Já estabelecido o Estado brasileiro, o regime servil entra em crise e expressa
a contradição que representava a escravidão para uma colônia “recém libertada” do
regime colonial. Como se isto não fosse parte da composição do colonialismo,
diversos teóricos (como Joaquim Nabuco) afirmavam na época que seria necessária
a superação do regime de escravidão para o alcance do real progresso e superação
da segregação de castas escancarada no cotidiano. Contudo, o que de fato ocorreu
foi o fortalecimento dos movimentos de quilombagem principalmente entre 1835 e
1845 (MOURA, 1992), cujo progresso demonstrou real ameaça, e a pressão da
Inglaterra para a consolidação da abolição do sistema escravagista ; situação
surpreendente para um país que até meados do século XVIII era responsável por
quase metade do tráfico de humanos. Resistentes ao abolicionismo, Portugal e
Brasil sofrem dura pressão inglesa para aderir ao movimento, que se firma em 1850,
com a interrupção da entrada de africanos escravizados.
Como muito bem atenta Clóvis Moura (idem), mesmo após este período a
prática da compra de escravos permanecia, entretanto, agora cercada pelo receio
às leis e à rentabilidade limitada do trabalho escravo, tendo em vista que com o
trabalhador assalariado a produção era maior. Assim, os investidores preferiam
investir seus capitais na especulação. Aqui, as políticas de eugenia tem grande
papel econômico, tendo em vista o forte incentivo à imigração de europeus e o
crescente aumento dessas populações nos centros urbanos (FERNANDES, 1978).

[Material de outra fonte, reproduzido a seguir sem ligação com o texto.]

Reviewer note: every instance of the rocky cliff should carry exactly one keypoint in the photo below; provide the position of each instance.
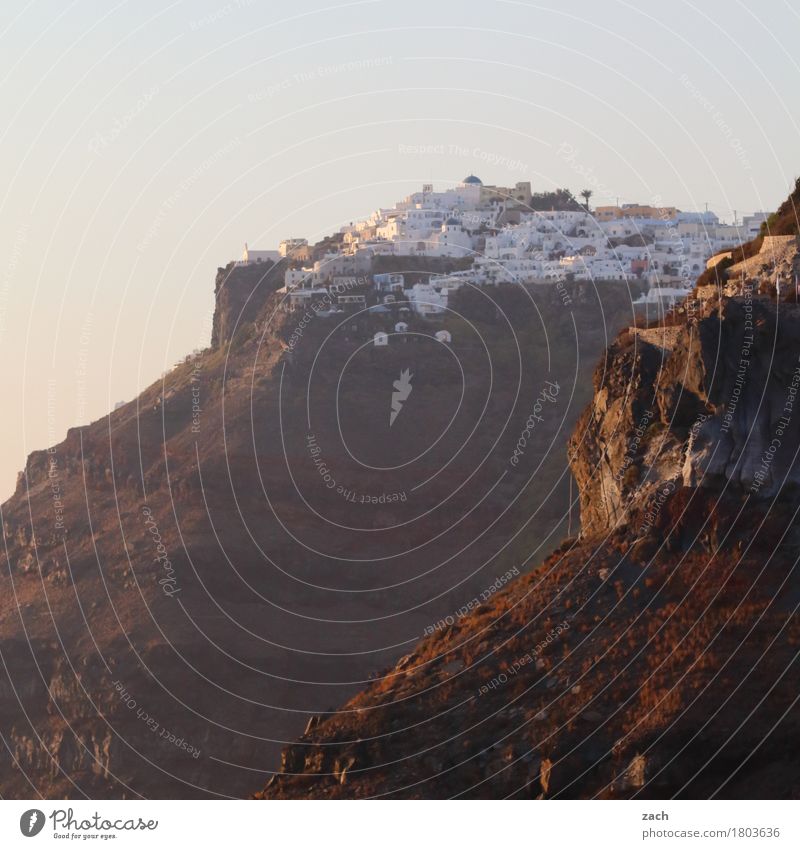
(655, 654)
(183, 586)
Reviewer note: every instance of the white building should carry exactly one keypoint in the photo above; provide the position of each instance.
(250, 256)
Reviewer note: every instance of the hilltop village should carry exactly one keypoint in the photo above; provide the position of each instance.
(498, 234)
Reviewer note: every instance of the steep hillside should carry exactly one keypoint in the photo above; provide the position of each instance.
(190, 578)
(656, 655)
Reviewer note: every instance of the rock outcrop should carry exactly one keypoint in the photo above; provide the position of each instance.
(653, 655)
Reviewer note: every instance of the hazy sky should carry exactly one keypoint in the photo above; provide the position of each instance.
(144, 142)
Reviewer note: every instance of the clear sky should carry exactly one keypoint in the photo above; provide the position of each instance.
(144, 142)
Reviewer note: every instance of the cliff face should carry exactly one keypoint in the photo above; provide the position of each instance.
(651, 657)
(183, 588)
(707, 402)
(241, 292)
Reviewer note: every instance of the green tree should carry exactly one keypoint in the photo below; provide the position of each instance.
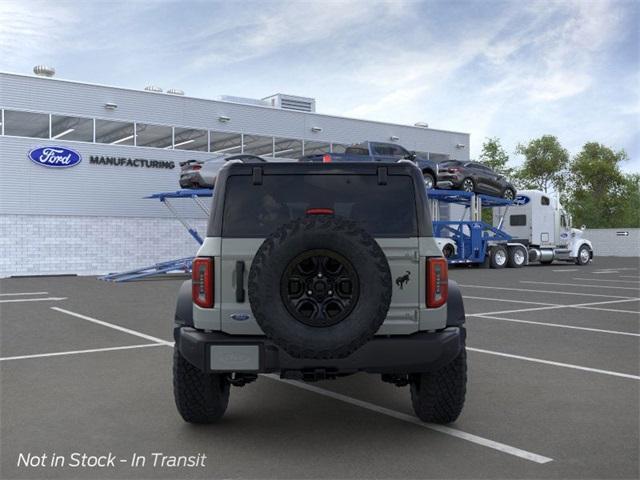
(599, 194)
(545, 164)
(495, 157)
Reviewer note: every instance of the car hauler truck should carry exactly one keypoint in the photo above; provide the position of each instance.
(541, 224)
(531, 228)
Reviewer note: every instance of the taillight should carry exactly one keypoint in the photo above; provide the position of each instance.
(437, 282)
(202, 282)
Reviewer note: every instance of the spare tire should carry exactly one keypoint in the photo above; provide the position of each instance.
(320, 287)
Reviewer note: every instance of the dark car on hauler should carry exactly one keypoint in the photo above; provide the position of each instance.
(475, 177)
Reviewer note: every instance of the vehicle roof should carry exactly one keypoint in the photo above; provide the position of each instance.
(337, 168)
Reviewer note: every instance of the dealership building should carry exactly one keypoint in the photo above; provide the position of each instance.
(91, 217)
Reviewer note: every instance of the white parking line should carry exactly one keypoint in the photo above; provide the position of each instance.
(467, 297)
(23, 293)
(551, 306)
(517, 452)
(582, 285)
(559, 325)
(605, 280)
(47, 299)
(528, 290)
(115, 327)
(76, 352)
(556, 364)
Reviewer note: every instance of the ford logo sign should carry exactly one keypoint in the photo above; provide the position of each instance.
(55, 157)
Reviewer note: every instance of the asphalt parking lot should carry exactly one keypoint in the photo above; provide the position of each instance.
(553, 388)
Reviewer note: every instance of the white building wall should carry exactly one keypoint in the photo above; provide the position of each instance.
(611, 242)
(83, 245)
(93, 219)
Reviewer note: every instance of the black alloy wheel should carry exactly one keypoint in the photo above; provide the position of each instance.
(320, 288)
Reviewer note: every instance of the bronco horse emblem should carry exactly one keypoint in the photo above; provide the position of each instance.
(404, 279)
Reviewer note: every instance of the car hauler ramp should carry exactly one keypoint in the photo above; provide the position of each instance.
(475, 240)
(179, 264)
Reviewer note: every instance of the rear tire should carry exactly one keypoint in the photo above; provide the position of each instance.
(584, 255)
(200, 397)
(448, 251)
(438, 397)
(517, 257)
(499, 257)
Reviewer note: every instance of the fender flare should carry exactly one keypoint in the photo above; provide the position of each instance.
(184, 306)
(455, 306)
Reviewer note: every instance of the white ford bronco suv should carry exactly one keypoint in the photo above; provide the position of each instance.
(316, 271)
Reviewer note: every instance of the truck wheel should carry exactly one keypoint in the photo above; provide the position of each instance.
(200, 397)
(320, 287)
(429, 181)
(584, 255)
(448, 251)
(438, 397)
(499, 257)
(517, 257)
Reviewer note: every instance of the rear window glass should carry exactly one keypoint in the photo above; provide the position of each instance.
(357, 151)
(254, 211)
(518, 220)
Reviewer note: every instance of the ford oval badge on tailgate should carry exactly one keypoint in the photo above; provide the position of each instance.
(55, 157)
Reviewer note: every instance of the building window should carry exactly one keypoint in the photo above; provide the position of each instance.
(517, 220)
(115, 133)
(157, 136)
(190, 139)
(71, 128)
(287, 148)
(316, 148)
(438, 157)
(258, 145)
(26, 124)
(228, 143)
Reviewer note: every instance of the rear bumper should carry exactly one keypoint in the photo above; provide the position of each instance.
(420, 352)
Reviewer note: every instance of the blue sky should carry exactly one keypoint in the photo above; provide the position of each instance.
(514, 69)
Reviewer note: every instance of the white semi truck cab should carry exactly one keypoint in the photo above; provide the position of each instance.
(540, 223)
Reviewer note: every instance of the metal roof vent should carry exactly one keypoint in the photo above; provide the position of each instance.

No que tange à República burguesa, sua consumação resultou
principalmente da ação de grandes proprietários em ocupar o poder por meio de um
novo regime, tendo como força apoiadora a insatisfação militar e o Exército. Esta
república surge principalmente para atender aos interesses de uma nova classe que
se pretendia dominante, “que necessitava dominar em partilha o aparelho de
Estado, para colocá-lo inteiramente a seu serviço” (SODRÉ, 1968, p. 274). Uma
classe média - representada pelos militares - interessada em reformas estatais e na
federalização para eleições “amplas”. Com o novo regime, dissolve-se o Poder
Moderador, o direito de representação censitária, a centralização e a indicação de
senadores e os governadores nomeados. Nota-se que,
A adaptação de uma estrutura colonial a uma estrutura externa de
capitalismo em fase imperialista só poderia ser desenvolvida por
uma sobrecarga atirada ao consumidor, às classes dependentes,
àquela que fornecia o trabalho e à classe média (idem, p.302).